Genes can also be activated, which is the principle on which Sangamo’s lead clinical molecule, which has just completed accrual for a phase 2 clinical trial, is based, said Gregory. The molecule, currently known as SB-509, is an activator of VEGF and is being tested in patients with diabetic neuropathy.
“We have also used our technology [to generate] high-throughput screening systems,” said Gregory, adding that the company has published several papers demonstrating that ZFP transcription factors can be used to generate cell lines that express a particular drug target that they normally would not.
“The idea is that we can produce isogenic cell lines that differentially express the target gene of interest,” Gregory explained. He said that the work presented in those papers was done in collaboration with Wyeth and Johnson and Johnson. The PNAS paper was done in collaboration with Pfizer.
“The other side of this technology is the new stuff that we have been working on, which is using ZFP DNA-binding domains, but linking them to a nuclease domain to create, if you like, a designer pair of scissors that cuts the genome at a precise point,” said Gregory. The technology can be used to knock out genes, insert genes, or insert very precise information, “such that if we cut within the exon of the gene, for example, we can correct a natural mutation. Or from a tools perspective, [we can] insert a mutation that is found in the natural population to see what it would do in a disease model.”
The PNAS paper is the first time researchers have used a ZFN to delete a gene in a mammalian cell, said Gregory. “We have done this in the context of a CHO cell, in this example, to create a cell that now requires thymidine and hypoxanthine to be added to the culture medium for growth,” he said.

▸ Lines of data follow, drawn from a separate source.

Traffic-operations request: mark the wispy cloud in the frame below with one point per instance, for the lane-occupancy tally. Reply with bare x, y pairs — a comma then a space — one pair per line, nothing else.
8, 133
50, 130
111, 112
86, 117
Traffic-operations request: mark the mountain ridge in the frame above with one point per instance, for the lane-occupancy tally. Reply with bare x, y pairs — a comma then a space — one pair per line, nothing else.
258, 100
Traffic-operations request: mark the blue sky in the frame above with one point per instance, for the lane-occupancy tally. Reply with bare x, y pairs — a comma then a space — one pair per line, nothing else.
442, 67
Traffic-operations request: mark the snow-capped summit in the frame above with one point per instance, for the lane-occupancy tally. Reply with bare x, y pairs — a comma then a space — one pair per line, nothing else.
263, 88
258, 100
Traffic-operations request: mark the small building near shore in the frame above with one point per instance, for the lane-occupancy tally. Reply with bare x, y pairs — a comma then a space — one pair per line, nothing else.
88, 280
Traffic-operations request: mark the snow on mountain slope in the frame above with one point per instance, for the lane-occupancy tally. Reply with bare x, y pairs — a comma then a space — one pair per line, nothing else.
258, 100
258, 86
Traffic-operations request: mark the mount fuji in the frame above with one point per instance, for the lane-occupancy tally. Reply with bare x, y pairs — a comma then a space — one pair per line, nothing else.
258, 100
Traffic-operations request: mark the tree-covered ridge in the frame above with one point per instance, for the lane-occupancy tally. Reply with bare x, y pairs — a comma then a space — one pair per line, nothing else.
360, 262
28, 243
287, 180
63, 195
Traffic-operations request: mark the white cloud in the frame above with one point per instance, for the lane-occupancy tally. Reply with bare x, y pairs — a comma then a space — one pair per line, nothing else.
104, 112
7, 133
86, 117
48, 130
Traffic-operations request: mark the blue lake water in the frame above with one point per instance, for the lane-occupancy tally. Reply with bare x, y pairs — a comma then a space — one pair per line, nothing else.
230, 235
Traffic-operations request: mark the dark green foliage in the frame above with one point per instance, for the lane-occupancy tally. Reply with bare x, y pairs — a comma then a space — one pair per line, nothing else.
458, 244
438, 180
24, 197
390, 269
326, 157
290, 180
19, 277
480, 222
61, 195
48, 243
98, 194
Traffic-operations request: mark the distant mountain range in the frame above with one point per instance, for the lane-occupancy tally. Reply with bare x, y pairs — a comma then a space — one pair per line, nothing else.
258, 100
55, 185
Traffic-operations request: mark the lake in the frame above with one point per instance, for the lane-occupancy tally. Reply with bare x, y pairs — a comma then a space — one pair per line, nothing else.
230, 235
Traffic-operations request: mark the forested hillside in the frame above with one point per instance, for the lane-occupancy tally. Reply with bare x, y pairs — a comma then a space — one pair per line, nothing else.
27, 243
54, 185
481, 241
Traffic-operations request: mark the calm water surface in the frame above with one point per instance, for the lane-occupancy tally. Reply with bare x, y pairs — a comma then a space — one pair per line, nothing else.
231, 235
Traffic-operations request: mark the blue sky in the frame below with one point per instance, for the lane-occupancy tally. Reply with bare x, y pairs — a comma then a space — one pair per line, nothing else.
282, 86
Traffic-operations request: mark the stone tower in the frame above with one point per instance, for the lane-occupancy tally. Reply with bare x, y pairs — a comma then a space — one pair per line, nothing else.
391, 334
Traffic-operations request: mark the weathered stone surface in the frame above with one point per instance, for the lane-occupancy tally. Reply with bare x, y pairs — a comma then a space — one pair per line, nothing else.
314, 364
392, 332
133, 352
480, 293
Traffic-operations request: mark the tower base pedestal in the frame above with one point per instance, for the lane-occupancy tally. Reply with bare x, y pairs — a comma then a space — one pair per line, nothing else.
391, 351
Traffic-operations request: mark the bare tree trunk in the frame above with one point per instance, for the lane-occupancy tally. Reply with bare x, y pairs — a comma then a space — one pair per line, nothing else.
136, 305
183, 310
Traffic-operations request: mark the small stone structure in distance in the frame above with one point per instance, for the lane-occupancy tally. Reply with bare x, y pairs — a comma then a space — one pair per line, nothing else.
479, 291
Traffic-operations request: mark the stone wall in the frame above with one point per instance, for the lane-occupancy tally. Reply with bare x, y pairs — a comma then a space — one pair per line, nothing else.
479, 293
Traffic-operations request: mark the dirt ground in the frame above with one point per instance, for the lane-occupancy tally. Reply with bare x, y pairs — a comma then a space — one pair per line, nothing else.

That allows the Sangamo researchers to put the gene that the cells need into a plasmid that can be inserted into these cells as a way of selecting for the presence of the plasmid, and therefore “the presence of the antibody expression cassette or the protein expression cassette or what ever the client wants to put into that cell line,” said Gregory.
“Where I think we are going to go next is to the knockout of multiple sets of genes in the same host cell line,” Gregory said. He pointed out that this has not been possible through the use of HR, because of the need to use selected markers.
“It is really going to open up for researchers the opportunity to create complex knockouts of different genes for intricate pathway analysis, and to create novel host lines that are very powerful from a screening perspective.”